The infrastructure underneath
Four primitives carry most legal products. Bases give you per-client and per-matter isolation from a single API call. Extract turns filings, contracts, and discovery into clean, searchable text. Deep Search finds clauses and passages by meaning across large corpora. Memory holds matter context across sessions and keeps it current. You reach all of it through one API key, rather than assembling a vector database, file storage, a memory layer, and a search engine and keeping the seams aligned.
Built to scale across your clients
A legal product built on this foundation gets stronger as it grows, in a way a hand-built stack doesn't. Adding a client is one API call to create their isolated Base, so onboarding the thousandth firm is the same as the first, and the structural isolation doesn't get more fragile as you add clients or features. Each client's corpus and matter memory compound within their own environment: the more they use the product, the more complete their searchable library and the sharper their matter context, while your cost to serve them stays flat. The undifferentiated infrastructure stays the platform's problem, and your effort goes into the legal product itself.
Get started
Start with the getting started guide, then the use-case pages that match what you're building: legal AI agents for case research, contract analysis and search, and multi-tenant memory for SaaS for the isolation pattern. There's a free tier to build against.
FAQs
Can it search scanned contracts and filings, not just digital PDFs?
Yes. Extract reads scans as well as native PDFs and returns clean text with page numbers, so a found clause traces back to its exact page in the document.
How do I keep each client's data isolated?
Give each client, or each matter, its own Base. A Base is structurally isolated, so operations scoped to it can only see that client's data and cross-contamination isn't possible through the API. It's the multi-tenant SaaS pattern applied to legal.
Can it find a clause that doesn't use the obvious term?
Yes. Deep Search matches by meaning, so a non-compete or indemnity surfaces however it's worded, and it's hybrid, so a specific defined term or party name still matches exactly.
Will search stay complete across tens of thousands of pages of discovery?
That scale is where naive vector search degrades through semantic collapse. Deep Search is built to hold retrieval quality as the corpus grows, which matters when finding every instance is the goal.
Does it remember a matter between sessions?
Yes. Memory holds the matter's parties, dates, and state, and keeps it current through contradiction resolution, so an agent resumes where it left off rather than starting cold.
Is it HIPAA or otherwise certified for regulated legal work?
Exabase is HIPAA compliant and has passed CASA Tier 2 review, with security and privacy practices including AES-256 encryption at rest and structural data isolation between tenants. Whether a given deployment meets your specific regulatory obligations remains a determination for your own compliance review.
Is this a finished legal tool or something I build on?

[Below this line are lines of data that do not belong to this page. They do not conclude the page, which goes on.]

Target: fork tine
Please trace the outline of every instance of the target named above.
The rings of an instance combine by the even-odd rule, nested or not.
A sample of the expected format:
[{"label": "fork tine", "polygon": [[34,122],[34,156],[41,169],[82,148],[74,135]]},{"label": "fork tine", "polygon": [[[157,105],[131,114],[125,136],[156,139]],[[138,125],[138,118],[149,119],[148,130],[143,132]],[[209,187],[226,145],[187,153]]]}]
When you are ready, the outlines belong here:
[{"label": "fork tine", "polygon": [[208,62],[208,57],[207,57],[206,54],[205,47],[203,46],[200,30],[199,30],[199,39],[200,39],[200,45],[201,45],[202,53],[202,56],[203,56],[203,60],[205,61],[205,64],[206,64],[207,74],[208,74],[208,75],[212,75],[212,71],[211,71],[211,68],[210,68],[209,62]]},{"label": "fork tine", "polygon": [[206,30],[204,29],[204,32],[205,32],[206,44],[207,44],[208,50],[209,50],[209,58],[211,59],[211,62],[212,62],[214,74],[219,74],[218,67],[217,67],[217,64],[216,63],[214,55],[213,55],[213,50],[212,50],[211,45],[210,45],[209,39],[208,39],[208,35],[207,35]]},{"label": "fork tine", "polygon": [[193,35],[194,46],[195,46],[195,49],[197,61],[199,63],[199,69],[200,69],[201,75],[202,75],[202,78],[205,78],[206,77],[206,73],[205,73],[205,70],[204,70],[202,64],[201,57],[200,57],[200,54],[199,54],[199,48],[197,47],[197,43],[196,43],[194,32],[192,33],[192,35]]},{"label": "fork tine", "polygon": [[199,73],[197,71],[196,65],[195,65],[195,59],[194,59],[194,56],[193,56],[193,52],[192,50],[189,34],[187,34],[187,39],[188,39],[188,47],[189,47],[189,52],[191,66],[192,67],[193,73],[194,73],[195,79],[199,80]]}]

Something you build on. Exabase is the infrastructure, isolation, extraction, search, and memory, and you build the research tool, contract platform, or discovery assistant on top, for your own clients to use.
Does Exabase provide legal advice or assess a contract's effect?
No. Exabase is data infrastructure. What an agent does with the material, and any judgement about a contract's meaning or enforceability, is for you and qualified legal review, not Exabase.